Growing up Christian, Dr. Linda Thayer came to realize in her teens, that Jesus as 'divinity' and Jesus as the second 'person' of a 'Godhead' (the doctrine of the 'Trinity') were philosophical constructs, evolved later and not part of the New Testament Gospel books' portrait of the Son of Mary. In her 30's, when working as Bible translations consultant and linguistic advisor in West Africa, she had already added all things Islamic to her reading list, along with Biblical Studies. She has three university degrees in linguistic science (BA, MA, PhD), with a minor in anthropology. She believes that her fellow Muslims need to be current with the thinking and findings of modern Biblical Studies in order to meet Christians halfway in understanding the prophetic mission and personal nature of Jesus. To this end, she writes of the historical phenomenon of the Jesus movement from an interfaith perspective that dovetails with the Quran and ahâdîth.

3 Comments

  • Charles

    June 3, 2015 - 8:02 pm

    “Muslims would consider utterly useless anyone’s effort to take the transcendent God and try to make Him become materialized in human affairs.”

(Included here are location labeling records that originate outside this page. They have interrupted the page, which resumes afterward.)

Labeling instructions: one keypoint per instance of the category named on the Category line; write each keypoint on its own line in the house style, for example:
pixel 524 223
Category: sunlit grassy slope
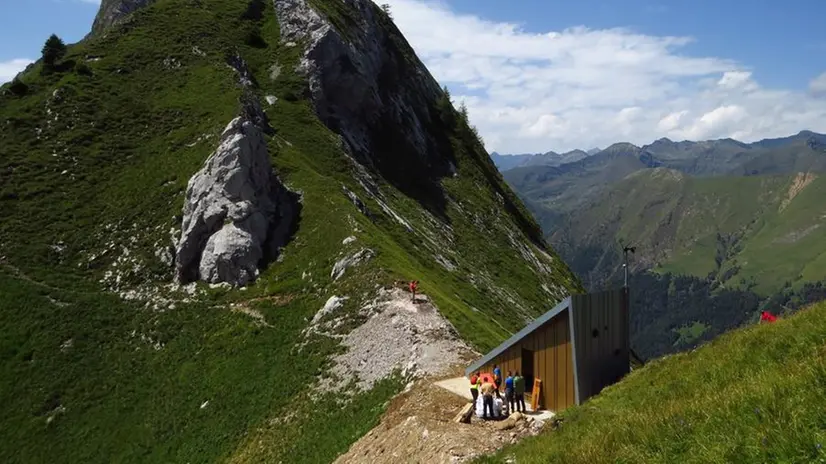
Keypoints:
pixel 93 166
pixel 752 395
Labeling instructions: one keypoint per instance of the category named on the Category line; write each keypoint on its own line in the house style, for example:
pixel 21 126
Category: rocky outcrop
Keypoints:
pixel 367 84
pixel 236 214
pixel 114 11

    This is a misunderstanding of Jesus being in the likeness of God. In Genesis (1:27), we read that mankind was created in the image of God, but no one thinks that Adam or Eve are divine–including Paul, who, as the author notes, compared Jesus to the first Adam. Moreover, Paul’s student, Timothy wrote, “For there is one God and one mediator between God and mankind, the man Christ Jesus” (1 Tim 2:5). If Timothy called Jesus a man, and he received his teaching from Paul, then it would seem that Paul didn’t consider Jesus to be divine but has been misunderstood by non-Jewish Christians and Muslims.

  • Charles

    June 3, 2015 - 8:03 pm

    Interestingly, there are some hadiths in which Prophet Muhammad (pbuh) is reported as saying, “God created Adam in His form” and “The son of Adam was created in the form of al-Rahman.”

    There is controversy over how these hadiths are to be interpreted. Even so, regardless of interpretation, just as we do not consider these hadiths as indicating that Adam was divine, then perhaps we should consider that Paul’s writings similarly do not indicate divinity for Jesus.

    • idesireranks

      June 12, 2015 - 4:03 am

      Paul may not have thought of Christ AS has Allah incarnate on earth but he certainly lied when he called Isa AS the son of Allah plagiarizing from the Jews and Romans before him who used the title son of God. He also seemed to say Christ AS had some pre-existence which is not blasphemous but he does call him Lord which extreme exaltation.

      He invented a number of things. What went on in his head is beyond me. But even the earliest recollections of Isa AS contradict Pauls teachings.